Tony DeSantis gives a tour-de-force performance as “Nonna,” the deeply religious and worrisome matriarch of the Battali clan. A man playing the role of a woman can be frowned upon and controversial, especially in this day and age. The famous roles of Mrs. Doubtfire, Tootsie and Christine Baskets are renowned, but those cases are few and far between. It’s a fine line between embodying a role verses mocking it, but DeSantis’ Nonna treads carefully, joining that list of successful and unforgettable female characters. It’s easy to get lost in her hilarity, her smothering motherhood and the expressions that come out of her mouth. DeSantis lets the subtleties of the character paint his performance, a sideways glance, a nervous smile, and the shuffling steps all help in convincing us that we’re watching an elderly woman.
The remaining cast members deliver rock-solid performances especially Precious Chong as Janessa, Michael Miranda as the secretive Father Romano, Dan Lett as Billy “Flash,” Alia DeSantis (yes, Tony’s daughter) as Angie, the unpredictable neighbour and Yatharth Bhatt as Gabby’s schoolmate/crush.
Keeping it in the family, DeSantis has chosen a soulful song entitled “Red Blues,” written by his son Gabriel, as the show’s theme song. The melancholic horns nicely reflect the slightly off-kilter mood and tone of the series. Rounding out directorial duties are Matt Birman and Bryan Kowalsky.
Boombats may not be a ground-breaking series or terribly original for that matter, although DeSantis promises future episodes will deal more with challenging issues related to the immigrant experience. But for now, the writing and quirky characters succeed in leaving a lasting impression and you are left wondering what will happen next.

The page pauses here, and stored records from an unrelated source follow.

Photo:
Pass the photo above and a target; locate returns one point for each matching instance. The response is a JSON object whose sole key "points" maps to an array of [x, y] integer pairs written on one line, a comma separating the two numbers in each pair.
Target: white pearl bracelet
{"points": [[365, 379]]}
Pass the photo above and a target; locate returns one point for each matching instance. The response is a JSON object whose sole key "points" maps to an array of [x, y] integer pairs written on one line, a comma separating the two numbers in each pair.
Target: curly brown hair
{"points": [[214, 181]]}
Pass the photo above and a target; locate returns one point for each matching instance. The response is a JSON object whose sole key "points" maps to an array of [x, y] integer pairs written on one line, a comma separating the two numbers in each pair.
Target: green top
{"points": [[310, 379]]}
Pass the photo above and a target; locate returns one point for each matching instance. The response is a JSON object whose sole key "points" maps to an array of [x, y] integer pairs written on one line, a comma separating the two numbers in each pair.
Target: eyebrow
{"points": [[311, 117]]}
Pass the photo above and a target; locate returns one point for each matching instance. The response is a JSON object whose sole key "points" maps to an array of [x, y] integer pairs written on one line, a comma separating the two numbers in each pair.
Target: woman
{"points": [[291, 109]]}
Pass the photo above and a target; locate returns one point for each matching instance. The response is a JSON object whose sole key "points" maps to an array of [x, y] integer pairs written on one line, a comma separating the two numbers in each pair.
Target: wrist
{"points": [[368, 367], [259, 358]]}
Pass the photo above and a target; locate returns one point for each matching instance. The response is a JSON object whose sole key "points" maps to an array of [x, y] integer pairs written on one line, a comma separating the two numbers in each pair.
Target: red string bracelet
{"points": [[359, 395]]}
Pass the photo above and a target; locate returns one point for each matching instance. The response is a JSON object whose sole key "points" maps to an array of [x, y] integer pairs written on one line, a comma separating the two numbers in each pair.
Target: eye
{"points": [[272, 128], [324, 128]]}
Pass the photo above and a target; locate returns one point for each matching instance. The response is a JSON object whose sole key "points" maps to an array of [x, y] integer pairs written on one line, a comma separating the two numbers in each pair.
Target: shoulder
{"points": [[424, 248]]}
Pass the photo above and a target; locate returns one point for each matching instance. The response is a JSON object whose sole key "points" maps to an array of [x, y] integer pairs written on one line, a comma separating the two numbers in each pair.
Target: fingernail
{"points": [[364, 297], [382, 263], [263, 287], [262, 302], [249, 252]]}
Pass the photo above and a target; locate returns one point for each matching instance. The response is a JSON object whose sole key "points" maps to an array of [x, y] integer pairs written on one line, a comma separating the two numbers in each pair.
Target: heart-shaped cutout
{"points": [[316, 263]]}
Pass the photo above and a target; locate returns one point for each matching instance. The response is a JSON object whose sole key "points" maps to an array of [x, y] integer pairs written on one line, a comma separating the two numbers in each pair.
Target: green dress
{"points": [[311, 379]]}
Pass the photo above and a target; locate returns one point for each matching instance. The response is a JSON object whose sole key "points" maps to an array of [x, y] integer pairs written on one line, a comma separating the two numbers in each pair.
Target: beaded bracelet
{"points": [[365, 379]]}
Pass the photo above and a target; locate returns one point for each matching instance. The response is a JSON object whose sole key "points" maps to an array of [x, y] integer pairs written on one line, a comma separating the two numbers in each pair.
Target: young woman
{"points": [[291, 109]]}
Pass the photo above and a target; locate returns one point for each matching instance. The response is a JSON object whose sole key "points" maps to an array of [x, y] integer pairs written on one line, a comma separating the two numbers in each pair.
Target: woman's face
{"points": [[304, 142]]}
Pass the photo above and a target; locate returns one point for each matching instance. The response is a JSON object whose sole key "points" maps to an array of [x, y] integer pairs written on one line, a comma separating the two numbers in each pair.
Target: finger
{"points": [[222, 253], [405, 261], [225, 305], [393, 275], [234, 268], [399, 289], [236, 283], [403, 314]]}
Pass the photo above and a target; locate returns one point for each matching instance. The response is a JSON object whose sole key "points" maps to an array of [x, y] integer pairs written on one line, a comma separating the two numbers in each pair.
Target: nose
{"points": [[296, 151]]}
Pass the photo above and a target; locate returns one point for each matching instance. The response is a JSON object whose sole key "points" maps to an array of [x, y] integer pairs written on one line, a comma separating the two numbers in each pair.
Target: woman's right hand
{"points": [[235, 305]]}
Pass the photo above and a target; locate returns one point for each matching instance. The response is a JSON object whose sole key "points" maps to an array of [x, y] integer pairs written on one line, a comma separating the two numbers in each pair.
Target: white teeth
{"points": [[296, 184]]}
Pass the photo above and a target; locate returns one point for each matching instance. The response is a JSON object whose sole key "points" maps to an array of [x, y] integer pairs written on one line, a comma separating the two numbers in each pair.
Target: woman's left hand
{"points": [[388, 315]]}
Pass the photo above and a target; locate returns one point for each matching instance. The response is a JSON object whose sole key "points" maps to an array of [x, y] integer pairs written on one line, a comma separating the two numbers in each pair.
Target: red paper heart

I am New Zealand woman, living in Toronto, Canada. I mostly write about women directors and writers in the film industry. Being a woman, I certainly cannot relate to an Italian man being hustled by the mob and living in a crazy dysfunctional family, but I can empathize. This is all that art needs to achieve from its audience to be successful. It can take viewers, from any walk of life, immerse them in a room with the Battali family and soon they will feel like they are part of this ongoing and beautiful insanity. There are many rabbit holes in Nonna’s backyard garden. What a joy it is to get lost in one.